Step 1: Data Input
- The implementation of binary / multiple classification and survival analysis requires a training set and validation set including matrix files and phenotypic files, totaling 4 files.
- According to the generation way for validation set, there are two ways to upload files: (1) Upload the training set and the validation set separately. (2) Upload a comprehensive dataset and then randomly divide it into a training set and a validation set according to the scale.
Step 2: Method Selection
- Users can choose the machine learning algorithms of interest for analysis.
- Click the "parameter" button to display the optional parameters to adjust. Click the "introduction" button to show a simple description of the algorithm.
Step 3: Model Generation
- After the generation of models, clicking on the navigation bar on the right will display the result window of the corresponding algorithm. The content in the window contains 3 sub-pages: "Importance Score", "SHAP" and "Model Visualization".
- The "Importance Score" subpage shows the importance score of the top features. Users can independently set thresholds to control the number of top features for subsequent steps. And the "SHAP" and "Model Visualization" subpages explain and visualize the model.
Step 4: Feature Browse
- On the "Feature Browse" page, users can browse the intersection and union of top features of models through a Upset graph, and users can select the features of interest to browse their distribution in the dataset.
Step 5: Model Evaluation
- For binary multiple classification, MLome calculates the AUC value by ROC as the main evaluation criteria. For survival analysis, MLome calculates the c-index by fitting cox regression as the main evaluation criteria.
- The evaluation results consist of three parts: (1) Model-level evaluation. (2) Comparison between prediction and actual label. (3) Feature-level evaluation.
- At the model and feature levels, users can specify models or features for visualization.
- The visualization ways of binary classification, multiple classification and survival analysis at this stage are different. Here, only binary classification analysis is presented.

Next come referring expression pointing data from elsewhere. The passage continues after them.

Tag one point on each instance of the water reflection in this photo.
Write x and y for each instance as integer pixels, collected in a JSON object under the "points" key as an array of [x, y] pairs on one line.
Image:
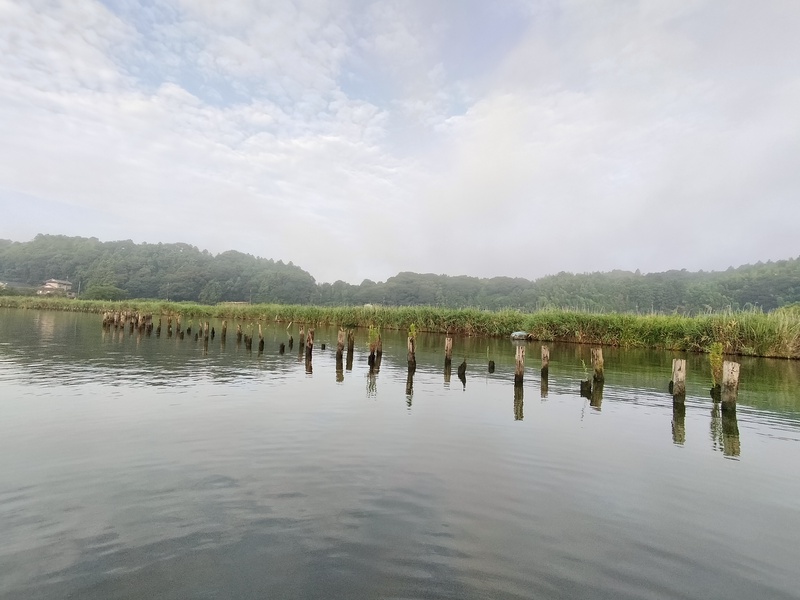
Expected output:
{"points": [[730, 431], [678, 423]]}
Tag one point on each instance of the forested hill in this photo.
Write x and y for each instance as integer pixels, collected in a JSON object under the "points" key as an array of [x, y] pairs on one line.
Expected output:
{"points": [[183, 272]]}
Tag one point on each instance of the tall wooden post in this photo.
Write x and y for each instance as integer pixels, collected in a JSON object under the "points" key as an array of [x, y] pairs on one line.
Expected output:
{"points": [[678, 384], [519, 368], [730, 382], [678, 423], [597, 364], [351, 342], [309, 343], [545, 361]]}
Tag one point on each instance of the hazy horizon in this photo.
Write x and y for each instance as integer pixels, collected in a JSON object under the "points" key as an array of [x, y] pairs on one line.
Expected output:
{"points": [[362, 139]]}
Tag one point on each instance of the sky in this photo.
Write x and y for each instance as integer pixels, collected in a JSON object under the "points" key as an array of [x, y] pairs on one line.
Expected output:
{"points": [[361, 139]]}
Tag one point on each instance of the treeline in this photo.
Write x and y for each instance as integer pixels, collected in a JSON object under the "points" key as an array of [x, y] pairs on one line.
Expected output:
{"points": [[180, 272]]}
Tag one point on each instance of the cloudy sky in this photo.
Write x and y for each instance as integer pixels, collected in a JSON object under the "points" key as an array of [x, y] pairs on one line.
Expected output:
{"points": [[359, 139]]}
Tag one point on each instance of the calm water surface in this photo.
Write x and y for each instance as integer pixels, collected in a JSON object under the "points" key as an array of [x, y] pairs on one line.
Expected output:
{"points": [[135, 467]]}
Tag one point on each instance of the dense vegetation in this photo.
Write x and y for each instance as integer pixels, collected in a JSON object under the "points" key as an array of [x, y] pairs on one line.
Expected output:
{"points": [[753, 333], [116, 270]]}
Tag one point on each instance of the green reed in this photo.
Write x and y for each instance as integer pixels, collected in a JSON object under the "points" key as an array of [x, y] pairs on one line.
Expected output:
{"points": [[752, 333]]}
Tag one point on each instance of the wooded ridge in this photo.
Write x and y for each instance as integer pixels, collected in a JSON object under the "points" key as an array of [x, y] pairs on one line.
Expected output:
{"points": [[181, 272]]}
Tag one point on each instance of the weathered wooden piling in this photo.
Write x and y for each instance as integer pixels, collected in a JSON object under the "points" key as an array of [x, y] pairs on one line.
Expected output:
{"points": [[730, 382], [309, 343], [351, 342], [545, 361], [678, 383], [597, 364], [519, 366], [596, 395], [340, 344]]}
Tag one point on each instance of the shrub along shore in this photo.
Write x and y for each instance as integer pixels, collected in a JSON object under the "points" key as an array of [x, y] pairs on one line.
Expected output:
{"points": [[753, 333]]}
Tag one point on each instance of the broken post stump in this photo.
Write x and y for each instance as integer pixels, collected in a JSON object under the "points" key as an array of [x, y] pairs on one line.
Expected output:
{"points": [[730, 382], [545, 361], [678, 383], [597, 364]]}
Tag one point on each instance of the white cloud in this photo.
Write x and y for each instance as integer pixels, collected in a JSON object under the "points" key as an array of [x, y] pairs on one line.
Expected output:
{"points": [[349, 138]]}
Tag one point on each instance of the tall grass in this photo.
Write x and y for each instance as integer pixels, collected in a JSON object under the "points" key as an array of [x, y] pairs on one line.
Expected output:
{"points": [[753, 333]]}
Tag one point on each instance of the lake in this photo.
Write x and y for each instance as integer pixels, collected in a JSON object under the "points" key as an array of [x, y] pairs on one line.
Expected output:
{"points": [[150, 467]]}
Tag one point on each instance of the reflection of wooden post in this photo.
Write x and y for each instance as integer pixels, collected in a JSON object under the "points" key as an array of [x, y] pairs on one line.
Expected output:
{"points": [[730, 427], [518, 398], [519, 369], [545, 361], [730, 382], [679, 379], [597, 364], [678, 423]]}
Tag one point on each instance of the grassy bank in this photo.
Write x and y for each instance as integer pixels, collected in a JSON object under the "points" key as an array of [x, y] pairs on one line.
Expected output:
{"points": [[775, 334]]}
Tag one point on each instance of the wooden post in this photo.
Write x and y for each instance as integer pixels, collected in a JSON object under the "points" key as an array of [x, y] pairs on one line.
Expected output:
{"points": [[519, 392], [309, 343], [351, 342], [378, 353], [596, 395], [519, 369], [340, 344], [545, 361], [678, 423], [597, 364], [678, 383], [730, 382], [340, 356]]}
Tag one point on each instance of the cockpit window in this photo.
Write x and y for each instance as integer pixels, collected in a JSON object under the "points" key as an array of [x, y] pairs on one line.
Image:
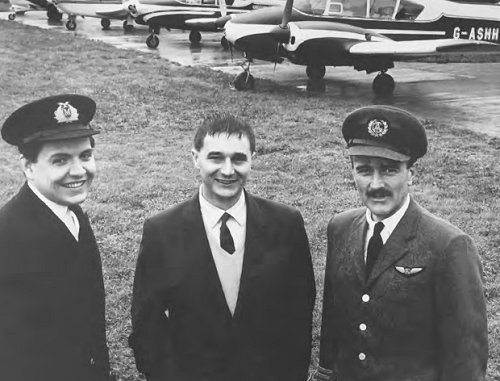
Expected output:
{"points": [[384, 9]]}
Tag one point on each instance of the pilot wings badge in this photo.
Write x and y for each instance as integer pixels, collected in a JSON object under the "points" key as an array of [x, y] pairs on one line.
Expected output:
{"points": [[409, 271], [65, 113], [377, 128]]}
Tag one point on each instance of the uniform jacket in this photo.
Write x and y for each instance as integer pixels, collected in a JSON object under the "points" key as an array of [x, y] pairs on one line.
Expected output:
{"points": [[423, 306], [269, 336], [52, 325]]}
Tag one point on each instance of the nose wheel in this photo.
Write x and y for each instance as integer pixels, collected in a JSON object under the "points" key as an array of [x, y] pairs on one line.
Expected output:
{"points": [[244, 80], [152, 41], [383, 84], [315, 72], [71, 23]]}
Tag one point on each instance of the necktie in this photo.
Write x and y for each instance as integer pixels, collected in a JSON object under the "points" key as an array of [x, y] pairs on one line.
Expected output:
{"points": [[72, 223], [374, 246], [226, 240]]}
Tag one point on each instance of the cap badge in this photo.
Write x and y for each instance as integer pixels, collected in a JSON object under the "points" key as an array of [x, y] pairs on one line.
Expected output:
{"points": [[377, 128], [65, 113]]}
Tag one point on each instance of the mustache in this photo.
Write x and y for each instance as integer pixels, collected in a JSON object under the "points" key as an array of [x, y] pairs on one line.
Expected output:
{"points": [[379, 193]]}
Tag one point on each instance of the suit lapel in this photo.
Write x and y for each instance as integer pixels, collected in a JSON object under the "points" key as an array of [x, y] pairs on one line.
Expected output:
{"points": [[398, 244], [254, 247], [46, 219], [196, 241], [356, 248]]}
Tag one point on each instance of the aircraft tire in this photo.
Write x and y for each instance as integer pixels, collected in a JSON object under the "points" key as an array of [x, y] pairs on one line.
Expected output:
{"points": [[152, 41], [194, 37], [105, 23], [224, 43], [127, 26], [243, 81], [315, 72], [71, 25], [383, 85], [53, 14]]}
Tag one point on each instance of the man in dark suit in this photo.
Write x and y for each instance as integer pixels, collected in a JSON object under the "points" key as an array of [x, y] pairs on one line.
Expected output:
{"points": [[52, 325], [224, 286], [403, 295]]}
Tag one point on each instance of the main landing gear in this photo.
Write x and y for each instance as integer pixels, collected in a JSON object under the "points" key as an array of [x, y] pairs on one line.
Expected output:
{"points": [[105, 23], [53, 14], [383, 84], [128, 24], [194, 37], [244, 80], [153, 40]]}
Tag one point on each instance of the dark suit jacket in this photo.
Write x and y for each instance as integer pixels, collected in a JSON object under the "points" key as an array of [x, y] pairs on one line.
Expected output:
{"points": [[52, 325], [269, 336], [429, 326]]}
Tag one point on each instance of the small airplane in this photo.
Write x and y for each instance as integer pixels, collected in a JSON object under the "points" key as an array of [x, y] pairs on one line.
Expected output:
{"points": [[103, 9], [368, 35], [193, 15], [20, 7]]}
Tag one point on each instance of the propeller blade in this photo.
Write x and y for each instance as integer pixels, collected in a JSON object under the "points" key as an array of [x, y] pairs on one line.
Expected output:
{"points": [[287, 14], [223, 8]]}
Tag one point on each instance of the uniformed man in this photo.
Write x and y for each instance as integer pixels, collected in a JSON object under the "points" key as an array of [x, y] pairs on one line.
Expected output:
{"points": [[52, 325], [403, 295]]}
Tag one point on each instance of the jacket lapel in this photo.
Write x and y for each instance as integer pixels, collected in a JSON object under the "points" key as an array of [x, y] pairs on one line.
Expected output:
{"points": [[46, 219], [195, 238], [356, 248], [254, 247], [398, 244]]}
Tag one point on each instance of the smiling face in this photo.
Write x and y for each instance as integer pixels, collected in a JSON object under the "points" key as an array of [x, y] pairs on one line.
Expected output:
{"points": [[383, 184], [63, 171], [224, 162]]}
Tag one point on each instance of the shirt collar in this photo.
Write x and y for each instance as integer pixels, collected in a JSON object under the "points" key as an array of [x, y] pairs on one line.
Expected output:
{"points": [[213, 213], [391, 222], [59, 210]]}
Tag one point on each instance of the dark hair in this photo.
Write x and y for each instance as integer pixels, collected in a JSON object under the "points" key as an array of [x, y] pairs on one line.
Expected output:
{"points": [[31, 150], [218, 123]]}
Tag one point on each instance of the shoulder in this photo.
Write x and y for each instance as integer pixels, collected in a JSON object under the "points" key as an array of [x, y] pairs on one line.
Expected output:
{"points": [[346, 217], [276, 209], [432, 225], [173, 214]]}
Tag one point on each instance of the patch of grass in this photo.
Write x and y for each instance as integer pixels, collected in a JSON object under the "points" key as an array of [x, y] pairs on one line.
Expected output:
{"points": [[148, 110]]}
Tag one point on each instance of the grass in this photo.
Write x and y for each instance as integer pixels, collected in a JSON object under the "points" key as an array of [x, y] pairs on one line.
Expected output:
{"points": [[148, 110]]}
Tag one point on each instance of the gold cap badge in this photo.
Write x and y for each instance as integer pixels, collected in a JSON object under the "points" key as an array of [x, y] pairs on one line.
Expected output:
{"points": [[65, 113], [377, 128]]}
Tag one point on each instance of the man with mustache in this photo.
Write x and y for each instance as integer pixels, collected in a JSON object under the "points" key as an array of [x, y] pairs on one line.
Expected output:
{"points": [[403, 294], [52, 323], [224, 286]]}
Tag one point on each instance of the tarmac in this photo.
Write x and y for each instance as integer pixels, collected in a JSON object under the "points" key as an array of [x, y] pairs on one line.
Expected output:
{"points": [[464, 94]]}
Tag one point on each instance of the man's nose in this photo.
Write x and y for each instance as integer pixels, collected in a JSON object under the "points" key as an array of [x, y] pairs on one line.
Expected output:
{"points": [[227, 168], [377, 181], [77, 169]]}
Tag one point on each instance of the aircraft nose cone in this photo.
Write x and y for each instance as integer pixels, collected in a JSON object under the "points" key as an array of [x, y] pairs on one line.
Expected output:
{"points": [[221, 21]]}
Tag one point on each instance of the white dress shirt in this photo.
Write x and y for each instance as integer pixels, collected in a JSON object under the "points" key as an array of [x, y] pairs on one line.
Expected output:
{"points": [[390, 223], [61, 211], [228, 266]]}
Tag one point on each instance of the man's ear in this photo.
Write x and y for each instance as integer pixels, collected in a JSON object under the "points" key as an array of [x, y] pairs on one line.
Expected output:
{"points": [[411, 173], [26, 167], [195, 154]]}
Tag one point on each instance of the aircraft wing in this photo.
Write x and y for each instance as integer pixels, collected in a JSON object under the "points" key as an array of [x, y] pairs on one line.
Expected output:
{"points": [[421, 47]]}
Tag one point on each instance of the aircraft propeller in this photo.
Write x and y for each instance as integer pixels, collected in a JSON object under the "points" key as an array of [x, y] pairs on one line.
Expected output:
{"points": [[282, 32]]}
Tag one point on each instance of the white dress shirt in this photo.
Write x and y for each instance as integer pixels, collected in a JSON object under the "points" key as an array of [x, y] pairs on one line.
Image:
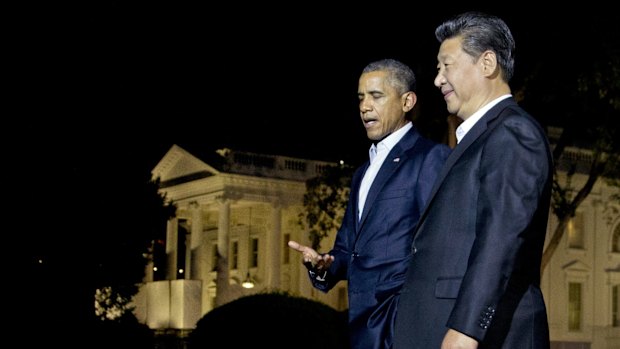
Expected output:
{"points": [[468, 123], [377, 154]]}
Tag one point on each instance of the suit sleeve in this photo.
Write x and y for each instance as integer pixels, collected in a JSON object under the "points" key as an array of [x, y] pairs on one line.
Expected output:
{"points": [[341, 249]]}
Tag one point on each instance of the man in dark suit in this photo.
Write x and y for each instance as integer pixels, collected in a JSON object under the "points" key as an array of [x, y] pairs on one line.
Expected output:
{"points": [[388, 194], [474, 274]]}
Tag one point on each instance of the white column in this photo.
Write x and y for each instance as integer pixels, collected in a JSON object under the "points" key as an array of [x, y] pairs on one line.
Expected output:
{"points": [[223, 240], [274, 247], [197, 258], [172, 250]]}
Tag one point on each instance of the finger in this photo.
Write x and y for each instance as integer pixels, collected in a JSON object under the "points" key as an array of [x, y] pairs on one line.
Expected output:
{"points": [[295, 245]]}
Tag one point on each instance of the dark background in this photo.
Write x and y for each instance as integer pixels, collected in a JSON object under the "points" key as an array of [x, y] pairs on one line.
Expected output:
{"points": [[117, 83]]}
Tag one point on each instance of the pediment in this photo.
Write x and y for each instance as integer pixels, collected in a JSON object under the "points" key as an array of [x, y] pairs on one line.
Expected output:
{"points": [[179, 163]]}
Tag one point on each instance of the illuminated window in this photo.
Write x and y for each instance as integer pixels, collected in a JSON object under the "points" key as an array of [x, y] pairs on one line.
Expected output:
{"points": [[214, 258], [574, 306], [286, 251], [615, 239], [253, 252], [575, 231], [234, 255]]}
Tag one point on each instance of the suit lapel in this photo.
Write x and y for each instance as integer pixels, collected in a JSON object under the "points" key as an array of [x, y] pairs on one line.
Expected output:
{"points": [[474, 133], [392, 162]]}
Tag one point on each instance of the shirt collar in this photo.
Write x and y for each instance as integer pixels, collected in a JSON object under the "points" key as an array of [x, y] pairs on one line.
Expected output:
{"points": [[390, 141], [467, 124]]}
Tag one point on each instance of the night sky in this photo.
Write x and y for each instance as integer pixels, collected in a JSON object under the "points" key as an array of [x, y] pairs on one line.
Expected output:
{"points": [[121, 82], [102, 90]]}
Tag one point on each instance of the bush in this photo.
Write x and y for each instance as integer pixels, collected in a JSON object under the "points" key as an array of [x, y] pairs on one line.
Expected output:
{"points": [[271, 320]]}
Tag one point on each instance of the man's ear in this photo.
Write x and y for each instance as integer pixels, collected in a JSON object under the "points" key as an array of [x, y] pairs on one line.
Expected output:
{"points": [[409, 100], [488, 60]]}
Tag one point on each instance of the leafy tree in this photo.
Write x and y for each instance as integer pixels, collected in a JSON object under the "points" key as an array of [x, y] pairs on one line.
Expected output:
{"points": [[580, 94], [325, 201]]}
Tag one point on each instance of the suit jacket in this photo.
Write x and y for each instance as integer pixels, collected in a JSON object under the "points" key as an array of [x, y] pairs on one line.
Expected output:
{"points": [[476, 254], [373, 253]]}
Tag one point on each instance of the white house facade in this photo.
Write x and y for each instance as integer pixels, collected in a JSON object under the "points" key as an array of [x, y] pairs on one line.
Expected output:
{"points": [[245, 207]]}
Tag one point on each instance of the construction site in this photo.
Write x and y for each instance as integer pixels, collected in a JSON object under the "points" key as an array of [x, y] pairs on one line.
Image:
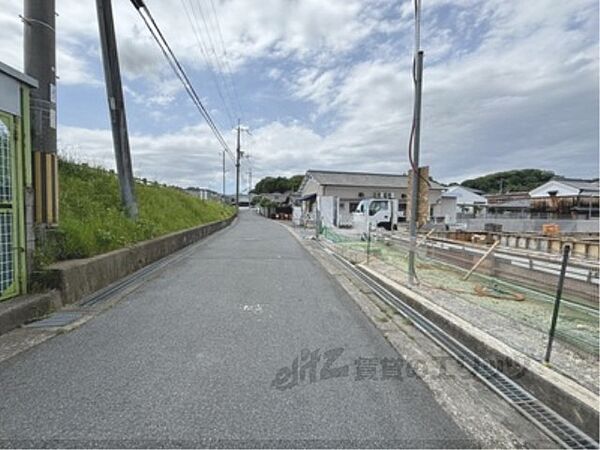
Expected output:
{"points": [[503, 284]]}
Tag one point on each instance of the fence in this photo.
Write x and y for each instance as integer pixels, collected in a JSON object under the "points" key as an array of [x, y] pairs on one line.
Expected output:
{"points": [[510, 298]]}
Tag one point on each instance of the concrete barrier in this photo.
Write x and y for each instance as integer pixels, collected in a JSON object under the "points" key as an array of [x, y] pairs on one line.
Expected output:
{"points": [[67, 282], [77, 278]]}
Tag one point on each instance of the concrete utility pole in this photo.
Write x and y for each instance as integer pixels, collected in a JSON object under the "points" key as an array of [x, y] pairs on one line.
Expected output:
{"points": [[249, 179], [238, 155], [40, 63], [223, 175], [116, 105], [414, 206]]}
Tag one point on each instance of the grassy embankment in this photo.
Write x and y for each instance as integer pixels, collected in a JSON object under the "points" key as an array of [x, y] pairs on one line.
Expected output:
{"points": [[92, 221]]}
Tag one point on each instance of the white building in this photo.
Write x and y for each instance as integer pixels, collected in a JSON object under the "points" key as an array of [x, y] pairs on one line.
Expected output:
{"points": [[341, 192], [468, 201]]}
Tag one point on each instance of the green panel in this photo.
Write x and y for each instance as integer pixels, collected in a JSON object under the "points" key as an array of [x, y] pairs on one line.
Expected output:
{"points": [[9, 285], [26, 137]]}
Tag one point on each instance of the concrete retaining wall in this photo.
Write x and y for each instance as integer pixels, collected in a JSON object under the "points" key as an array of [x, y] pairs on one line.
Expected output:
{"points": [[69, 281], [77, 278]]}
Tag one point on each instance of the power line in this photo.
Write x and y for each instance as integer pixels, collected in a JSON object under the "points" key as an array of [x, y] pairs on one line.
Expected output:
{"points": [[205, 56], [226, 59], [211, 43], [178, 69]]}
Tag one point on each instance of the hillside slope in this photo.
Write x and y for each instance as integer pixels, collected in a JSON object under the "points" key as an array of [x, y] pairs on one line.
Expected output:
{"points": [[91, 221]]}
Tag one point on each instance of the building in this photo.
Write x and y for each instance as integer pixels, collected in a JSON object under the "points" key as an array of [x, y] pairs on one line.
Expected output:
{"points": [[344, 190], [469, 202], [566, 198], [445, 209], [17, 212]]}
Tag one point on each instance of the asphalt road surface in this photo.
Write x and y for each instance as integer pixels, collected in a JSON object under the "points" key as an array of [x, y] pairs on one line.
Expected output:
{"points": [[204, 355]]}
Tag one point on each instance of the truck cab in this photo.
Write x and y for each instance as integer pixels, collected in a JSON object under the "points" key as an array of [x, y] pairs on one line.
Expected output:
{"points": [[376, 212]]}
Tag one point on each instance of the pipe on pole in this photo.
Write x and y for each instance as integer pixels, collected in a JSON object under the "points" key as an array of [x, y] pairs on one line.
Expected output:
{"points": [[40, 63], [116, 104], [414, 206]]}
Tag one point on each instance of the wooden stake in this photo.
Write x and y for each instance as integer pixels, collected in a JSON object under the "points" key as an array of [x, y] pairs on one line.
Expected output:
{"points": [[478, 263]]}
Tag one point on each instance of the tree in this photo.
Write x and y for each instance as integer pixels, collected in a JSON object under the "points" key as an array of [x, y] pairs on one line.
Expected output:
{"points": [[510, 181], [269, 185]]}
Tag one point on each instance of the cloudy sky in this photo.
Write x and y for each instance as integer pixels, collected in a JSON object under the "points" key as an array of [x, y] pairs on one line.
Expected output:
{"points": [[327, 85]]}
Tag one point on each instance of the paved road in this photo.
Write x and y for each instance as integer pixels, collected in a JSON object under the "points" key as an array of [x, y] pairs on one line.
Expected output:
{"points": [[190, 358]]}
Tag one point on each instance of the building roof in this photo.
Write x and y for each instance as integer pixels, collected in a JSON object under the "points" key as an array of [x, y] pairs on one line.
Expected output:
{"points": [[379, 180], [512, 204], [507, 196], [582, 185], [13, 73]]}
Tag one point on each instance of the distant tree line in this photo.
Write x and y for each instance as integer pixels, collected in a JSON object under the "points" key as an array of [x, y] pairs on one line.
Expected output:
{"points": [[269, 185], [510, 181]]}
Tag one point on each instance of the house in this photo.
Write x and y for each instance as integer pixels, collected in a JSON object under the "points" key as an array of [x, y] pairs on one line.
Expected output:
{"points": [[338, 193], [468, 201], [22, 203], [204, 193], [566, 198]]}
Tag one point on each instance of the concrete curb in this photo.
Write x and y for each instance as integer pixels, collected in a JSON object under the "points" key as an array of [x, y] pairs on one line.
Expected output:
{"points": [[23, 309], [69, 281], [571, 400]]}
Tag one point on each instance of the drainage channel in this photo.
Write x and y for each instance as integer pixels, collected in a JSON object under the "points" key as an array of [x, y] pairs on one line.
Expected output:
{"points": [[146, 272], [537, 412], [63, 318]]}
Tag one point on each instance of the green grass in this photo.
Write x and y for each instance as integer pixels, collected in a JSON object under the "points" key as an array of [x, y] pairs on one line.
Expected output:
{"points": [[91, 220]]}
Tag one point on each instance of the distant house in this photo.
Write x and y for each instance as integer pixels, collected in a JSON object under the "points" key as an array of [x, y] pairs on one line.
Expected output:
{"points": [[566, 198], [468, 201], [445, 209], [347, 189], [204, 193]]}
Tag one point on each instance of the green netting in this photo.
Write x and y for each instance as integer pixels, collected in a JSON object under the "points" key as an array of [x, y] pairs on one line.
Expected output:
{"points": [[576, 326]]}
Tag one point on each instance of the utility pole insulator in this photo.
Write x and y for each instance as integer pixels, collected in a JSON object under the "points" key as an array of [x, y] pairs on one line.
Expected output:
{"points": [[116, 105]]}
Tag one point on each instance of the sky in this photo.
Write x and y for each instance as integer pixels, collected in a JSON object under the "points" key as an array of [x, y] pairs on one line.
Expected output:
{"points": [[508, 84]]}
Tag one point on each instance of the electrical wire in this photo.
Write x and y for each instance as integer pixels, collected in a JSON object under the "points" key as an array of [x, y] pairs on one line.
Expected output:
{"points": [[204, 54], [226, 60], [179, 71], [211, 44]]}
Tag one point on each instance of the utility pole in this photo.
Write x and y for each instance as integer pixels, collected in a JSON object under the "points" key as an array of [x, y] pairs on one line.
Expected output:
{"points": [[249, 179], [223, 175], [40, 63], [116, 105], [238, 155], [414, 210]]}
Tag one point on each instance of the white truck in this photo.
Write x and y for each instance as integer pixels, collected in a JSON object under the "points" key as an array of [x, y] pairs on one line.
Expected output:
{"points": [[376, 212]]}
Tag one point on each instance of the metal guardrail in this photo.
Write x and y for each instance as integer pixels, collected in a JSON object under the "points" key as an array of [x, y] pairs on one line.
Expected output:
{"points": [[554, 425]]}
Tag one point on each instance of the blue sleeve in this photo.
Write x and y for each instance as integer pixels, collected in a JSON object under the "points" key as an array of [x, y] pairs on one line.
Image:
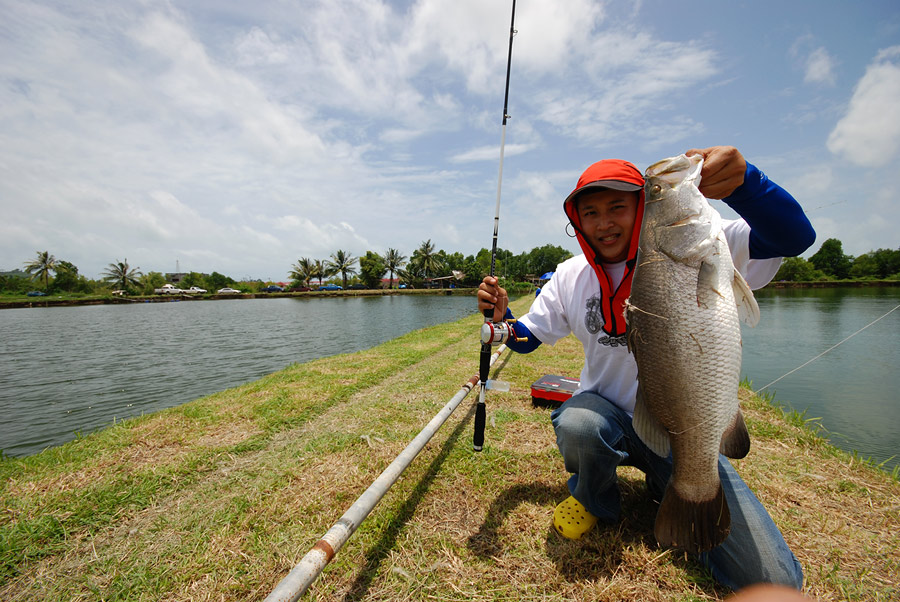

Step 6: Feature Filtration
- On the "Feature Filtration" page, users can filter features by AUC / C-index. Based on the number of filtered models, MLome provides Upset and Venn diagrams to visualize the filtering results.
Step 7: Model Application
- The model application consists of two parts: sample prediction and nomogram drawing.
- For the former, users can upload the matrix file to be predicted, and the page will return the prediction results of the model screened out in the previous step.
- For the latter, users can select from the features filtered out in the previous step and draw a nomogram based on these features.